Naturally, no one mentions how the campaigns of sitting presidents seeking re-election handled these costs in the past. George W. Bush and Barack Obama were called out for similar fiscal “abuses”. Obama used Air Force One to travel with then Presidential candidate Hillary Clinton for a 2016 joint campaign appearance, but a Bush era ethics lawyer had no issues with the arrangement.

It’s an unavoidable problem, Richard Painter said in an interview with ABC News, for presidents who are simultaneously commanders-in-chiefs and the leaders of their respective political parties.

“I don’t think this is controversial,” Painter said. “A president that won’t campaign for his own party isn’t the leader of his own party. If someone claimed that President Bush was abusing taxpayer money to campaign, we would have laughed at that.”

But in the era of Trump this type of reasoned analysis is no longer possible. The narratives build one upon the other in the media’s endless quest to diminish him and marginalize his administration and supporters. His campaign doesn’t reimburse? Of course not, as a businessman he was famous, or so it goes, for refusing to pay contractors what they were owed.  Everybody knows that (because it has been repeated for three years running). He’s lazy because he plays rounds of golf despite working more hours than any president since perhaps Abe Lincoln (never mentioned), and granting more media access than any president ever (not even close).

Authors Gary Marcus and Annie Duke explain how unrelenting fake news perpetuates Trump delusion syndrome in a piece they co-authored for The Wall Street Journal, which lays out how the Left and its compliant media hold the truth hostage so effectively. It is a simple matter of exploiting behavior.

In a world of information overload and distraction wrought by technology and daily life as we know it “we tend to assume that whatever we hear is true.” Admittedly, this is an objectionable generalization but it is not aimed at readers of this blog. It is aimed at the growing sector of society identified by Rush Limbaugh as the “low information voter.”

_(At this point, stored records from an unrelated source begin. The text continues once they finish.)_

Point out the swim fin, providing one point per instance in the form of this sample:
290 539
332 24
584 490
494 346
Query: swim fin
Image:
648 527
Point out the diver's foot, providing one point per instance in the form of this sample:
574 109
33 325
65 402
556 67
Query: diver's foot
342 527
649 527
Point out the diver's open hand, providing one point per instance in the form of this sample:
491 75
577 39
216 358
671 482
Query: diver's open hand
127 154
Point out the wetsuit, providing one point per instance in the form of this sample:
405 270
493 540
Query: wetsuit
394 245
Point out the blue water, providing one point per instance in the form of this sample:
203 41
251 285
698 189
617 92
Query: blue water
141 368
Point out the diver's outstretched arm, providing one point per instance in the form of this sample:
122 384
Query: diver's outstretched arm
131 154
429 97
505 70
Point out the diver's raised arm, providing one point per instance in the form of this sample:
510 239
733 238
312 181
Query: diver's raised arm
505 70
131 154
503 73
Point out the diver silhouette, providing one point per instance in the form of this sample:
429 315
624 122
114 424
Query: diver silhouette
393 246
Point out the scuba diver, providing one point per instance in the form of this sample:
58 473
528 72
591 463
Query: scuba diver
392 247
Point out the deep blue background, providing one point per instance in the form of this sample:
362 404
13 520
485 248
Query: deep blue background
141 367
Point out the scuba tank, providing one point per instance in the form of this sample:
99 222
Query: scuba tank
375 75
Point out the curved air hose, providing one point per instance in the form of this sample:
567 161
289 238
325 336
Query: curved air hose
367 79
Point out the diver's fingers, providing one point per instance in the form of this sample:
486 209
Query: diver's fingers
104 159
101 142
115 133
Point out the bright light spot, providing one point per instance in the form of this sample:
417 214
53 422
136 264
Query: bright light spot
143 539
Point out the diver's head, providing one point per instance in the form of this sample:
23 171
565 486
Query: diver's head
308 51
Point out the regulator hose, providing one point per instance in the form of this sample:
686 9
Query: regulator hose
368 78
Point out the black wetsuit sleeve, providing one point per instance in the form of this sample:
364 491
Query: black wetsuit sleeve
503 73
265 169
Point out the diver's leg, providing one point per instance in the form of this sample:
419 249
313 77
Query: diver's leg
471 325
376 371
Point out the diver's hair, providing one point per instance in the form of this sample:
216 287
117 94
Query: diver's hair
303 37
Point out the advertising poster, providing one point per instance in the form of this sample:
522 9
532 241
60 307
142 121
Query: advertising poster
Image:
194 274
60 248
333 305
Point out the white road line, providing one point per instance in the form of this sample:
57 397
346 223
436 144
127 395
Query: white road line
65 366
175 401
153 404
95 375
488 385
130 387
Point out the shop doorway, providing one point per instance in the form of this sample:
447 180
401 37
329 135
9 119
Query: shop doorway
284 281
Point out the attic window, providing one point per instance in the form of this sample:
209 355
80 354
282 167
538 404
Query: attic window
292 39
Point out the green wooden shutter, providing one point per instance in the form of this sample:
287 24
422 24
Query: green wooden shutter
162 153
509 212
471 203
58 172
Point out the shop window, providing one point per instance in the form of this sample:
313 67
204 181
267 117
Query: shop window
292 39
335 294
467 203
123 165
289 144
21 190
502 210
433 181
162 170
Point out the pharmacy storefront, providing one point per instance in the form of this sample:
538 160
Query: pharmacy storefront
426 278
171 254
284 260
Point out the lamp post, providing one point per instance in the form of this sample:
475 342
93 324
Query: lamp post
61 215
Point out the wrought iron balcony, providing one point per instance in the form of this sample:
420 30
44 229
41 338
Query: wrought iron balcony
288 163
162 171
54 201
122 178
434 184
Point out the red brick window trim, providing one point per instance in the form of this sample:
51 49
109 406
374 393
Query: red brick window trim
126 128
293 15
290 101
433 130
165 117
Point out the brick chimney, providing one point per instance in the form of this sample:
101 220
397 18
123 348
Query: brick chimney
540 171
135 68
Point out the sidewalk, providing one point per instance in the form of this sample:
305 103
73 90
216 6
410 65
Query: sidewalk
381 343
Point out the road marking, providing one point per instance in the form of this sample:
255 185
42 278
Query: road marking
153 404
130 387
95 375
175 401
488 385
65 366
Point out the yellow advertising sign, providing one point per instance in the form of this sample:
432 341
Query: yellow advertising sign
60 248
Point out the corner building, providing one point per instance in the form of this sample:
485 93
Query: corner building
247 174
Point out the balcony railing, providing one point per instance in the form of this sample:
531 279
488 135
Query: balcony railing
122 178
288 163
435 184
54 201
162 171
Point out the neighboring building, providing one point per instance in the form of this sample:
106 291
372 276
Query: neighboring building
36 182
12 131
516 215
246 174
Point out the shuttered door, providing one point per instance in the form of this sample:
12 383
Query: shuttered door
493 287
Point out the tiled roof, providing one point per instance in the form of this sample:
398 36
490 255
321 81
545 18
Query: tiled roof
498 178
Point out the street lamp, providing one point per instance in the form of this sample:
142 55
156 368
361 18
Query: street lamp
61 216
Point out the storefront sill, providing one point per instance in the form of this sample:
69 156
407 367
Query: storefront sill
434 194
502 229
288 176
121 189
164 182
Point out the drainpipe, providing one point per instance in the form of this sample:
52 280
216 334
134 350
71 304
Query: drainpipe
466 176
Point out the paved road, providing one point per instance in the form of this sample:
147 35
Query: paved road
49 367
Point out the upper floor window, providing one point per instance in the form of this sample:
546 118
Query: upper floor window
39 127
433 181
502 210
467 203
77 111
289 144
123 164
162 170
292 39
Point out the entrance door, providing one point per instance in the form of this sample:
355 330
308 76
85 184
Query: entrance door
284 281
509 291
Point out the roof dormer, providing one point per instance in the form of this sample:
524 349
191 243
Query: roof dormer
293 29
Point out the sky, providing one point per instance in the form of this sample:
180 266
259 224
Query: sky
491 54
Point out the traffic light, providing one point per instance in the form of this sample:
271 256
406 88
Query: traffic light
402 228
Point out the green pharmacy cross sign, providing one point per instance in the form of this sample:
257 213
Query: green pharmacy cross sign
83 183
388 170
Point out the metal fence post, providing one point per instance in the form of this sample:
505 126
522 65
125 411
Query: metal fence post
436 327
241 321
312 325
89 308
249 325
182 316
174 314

The authors site numerous studies that have demonstrated how vulnerable human beings are to being snookered. A 2017 study by faculty at New York University examined around 500,000 social media messages. Subtle words such as “hate”, “destroy” or “blame” accelerate the spread of these messages by 20% per emotional word.

“Fake news tends to avoid nuance or neutral language and frequently adds layers of emotion and moralizing — all of which makes false items spread much faster than the real thing,” Marcus and Duke wrote. They conclude a war can be waged on fake news by teaching “information literacy” across all age groups.

In WSJ August 31 – September 1 editions, the newspaper profiles prolific novelist Salmon Rushdie. His 14th just-published novel is a contemporary version of a 17th-century classic, “Don Quixote”. His motivation for writing it partially draws on the fake news and reality TV phenomena from which almost no one readily escapes.

“We live in a moment in which truth is stranger than fiction,” Rushdie says, “and so the fiction has to decide how strange it needs to be in order to get close to the truth.”

This week’s fictional thread, which inevitably will work its way back to the Trump White House, is that Hurricane Dorian is another in a series of monster storms delivering “unprecedented” fury.

“The truth is that the storms that are hitting the Caribbean with this intense magnitude are historic, unprecedented, and these storms are manmade storms,” contends Emory University Prof. Tiphanie Yanique in a televised interview with the independent news hour Democracy Now.

The guest and her interviewer, both clearly in lockstep with the climate change narrative, failed to address a well documented chronology of Category 5 hurricanes. The first Cat 5 hurricane in the Atlantic Basin was recorded in 1924, according to the National Oceanic and Atmospheric Administration (NOAA), followed by 34 more through this year. Only four have hit the United States as a Cat 5 across 95 years.

Now, test your information literacy as you read this concluding sentence: The most intense Cat 5 hurricane to make U.S. landfall hit the Florida Keys on Labor Day 1935. President Roosevelt was blamed, along with climate change.